The plaintiff, Radley Bradford, enrolled in a service plan and provided his cellphone number as part of the agreement. Sovereign Pest Control later sent him prerecorded reminders to schedule inspections, which he followed through on multiple times. Despite renewing his plan year after year, Bradford eventually filed a class action lawsuit, arguing that the company needed his “prior express written consent,” as defined by the Federal Communications Commission (FCC), to make such calls.
The Fifth Circuit rejected that argument. It emphasized that the TCPA itself requires only “prior express consent,” not “prior express written consent,” unless additional requirements are imposed by the FCC. Importantly, the court declined to defer to FCC interpretations and instead focused on the statutory text. It concluded that “express consent” may be either oral or written—and that voluntarily providing a phone number for contact satisfies that standard.
The court also pointed to the parties’ ongoing relationship. Bradford not only supplied his number but repeatedly renewed his service plan and never objected to the communications. This pattern, the court found, reinforced the conclusion that he consented to receive messages related to the services he continued to request.
This decision diverges from approaches taken in other circuits, such as the Ninth Circuit, where courts more heavily rely on FCC rules requiring a higher level of consent. By rejecting those interpretations, the Fifth Circuit adopts a more text-focused—and generally more business-friendly—approach to the TCPA.

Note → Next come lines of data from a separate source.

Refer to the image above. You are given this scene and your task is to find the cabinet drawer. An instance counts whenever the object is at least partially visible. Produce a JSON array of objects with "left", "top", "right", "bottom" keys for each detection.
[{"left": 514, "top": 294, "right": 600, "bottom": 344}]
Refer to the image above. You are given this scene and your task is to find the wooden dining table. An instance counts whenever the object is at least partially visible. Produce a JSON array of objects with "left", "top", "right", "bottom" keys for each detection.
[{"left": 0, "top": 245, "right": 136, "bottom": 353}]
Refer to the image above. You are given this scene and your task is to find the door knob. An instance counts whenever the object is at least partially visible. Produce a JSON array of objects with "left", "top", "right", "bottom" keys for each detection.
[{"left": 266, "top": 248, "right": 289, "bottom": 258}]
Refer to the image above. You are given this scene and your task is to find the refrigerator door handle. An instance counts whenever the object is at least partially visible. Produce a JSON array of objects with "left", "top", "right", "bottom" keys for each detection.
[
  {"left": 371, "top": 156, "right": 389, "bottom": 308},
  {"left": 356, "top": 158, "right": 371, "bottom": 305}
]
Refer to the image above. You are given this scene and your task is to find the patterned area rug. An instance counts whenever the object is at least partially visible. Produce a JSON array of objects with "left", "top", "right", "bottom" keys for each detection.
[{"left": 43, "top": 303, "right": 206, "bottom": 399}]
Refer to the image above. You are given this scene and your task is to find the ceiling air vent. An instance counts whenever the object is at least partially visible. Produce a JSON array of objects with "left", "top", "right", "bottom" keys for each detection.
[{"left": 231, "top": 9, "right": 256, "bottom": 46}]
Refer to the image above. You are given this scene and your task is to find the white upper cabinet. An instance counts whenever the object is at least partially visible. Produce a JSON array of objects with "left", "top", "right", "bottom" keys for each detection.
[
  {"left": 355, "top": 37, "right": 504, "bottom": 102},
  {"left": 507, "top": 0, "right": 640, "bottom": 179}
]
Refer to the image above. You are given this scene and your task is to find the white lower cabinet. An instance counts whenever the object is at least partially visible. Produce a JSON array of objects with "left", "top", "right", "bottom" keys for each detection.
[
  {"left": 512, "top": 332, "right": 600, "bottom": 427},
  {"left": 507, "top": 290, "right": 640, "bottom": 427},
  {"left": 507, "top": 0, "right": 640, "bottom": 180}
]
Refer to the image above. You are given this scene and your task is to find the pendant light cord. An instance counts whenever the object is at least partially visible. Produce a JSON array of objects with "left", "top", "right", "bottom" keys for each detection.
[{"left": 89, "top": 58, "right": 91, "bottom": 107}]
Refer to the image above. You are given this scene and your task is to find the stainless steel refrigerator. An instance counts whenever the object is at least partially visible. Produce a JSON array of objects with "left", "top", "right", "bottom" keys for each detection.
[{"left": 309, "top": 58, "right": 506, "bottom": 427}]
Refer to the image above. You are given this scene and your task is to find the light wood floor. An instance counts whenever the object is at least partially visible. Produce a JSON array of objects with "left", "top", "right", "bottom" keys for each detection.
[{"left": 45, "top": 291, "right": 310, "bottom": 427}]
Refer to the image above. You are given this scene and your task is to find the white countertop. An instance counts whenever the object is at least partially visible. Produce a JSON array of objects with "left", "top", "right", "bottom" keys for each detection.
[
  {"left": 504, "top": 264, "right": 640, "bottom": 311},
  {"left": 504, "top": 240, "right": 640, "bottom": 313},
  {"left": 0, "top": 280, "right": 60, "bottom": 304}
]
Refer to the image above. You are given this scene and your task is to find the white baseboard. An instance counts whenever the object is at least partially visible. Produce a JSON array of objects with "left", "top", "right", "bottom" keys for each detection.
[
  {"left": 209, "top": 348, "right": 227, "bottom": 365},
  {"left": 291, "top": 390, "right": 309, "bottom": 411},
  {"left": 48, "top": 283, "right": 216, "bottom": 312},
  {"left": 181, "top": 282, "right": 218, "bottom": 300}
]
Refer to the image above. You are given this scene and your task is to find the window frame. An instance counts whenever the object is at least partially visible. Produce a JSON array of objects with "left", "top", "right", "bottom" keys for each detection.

The court’s reasoning reflects a broader shift in administrative law following recent Supreme Court decisions that have curtailed the doctrine known as “Chevron deference.” Historically, courts often deferred to agency interpretations when statutes were unclear. Now, courts are increasingly interpreting statutory language independently, treating agency guidance as persuasive rather than binding. As a result, longstanding FCC orders—such as those issued in 1992 and 2012—carry less authoritative weight, paving the way for rulings like Bradford.
Conclusion:
For businesses that use prerecorded calls or text messages for appointment reminders, scheduling, or service updates, this decision provides important guidance. In the Fifth Circuit, a customer’s act of providing a cellphone number in the context of a transaction or service relationship will generally qualify as “prior express consent” under the TCPA. Written consent is no longer required in most cases—unless the communication involves telemarketing.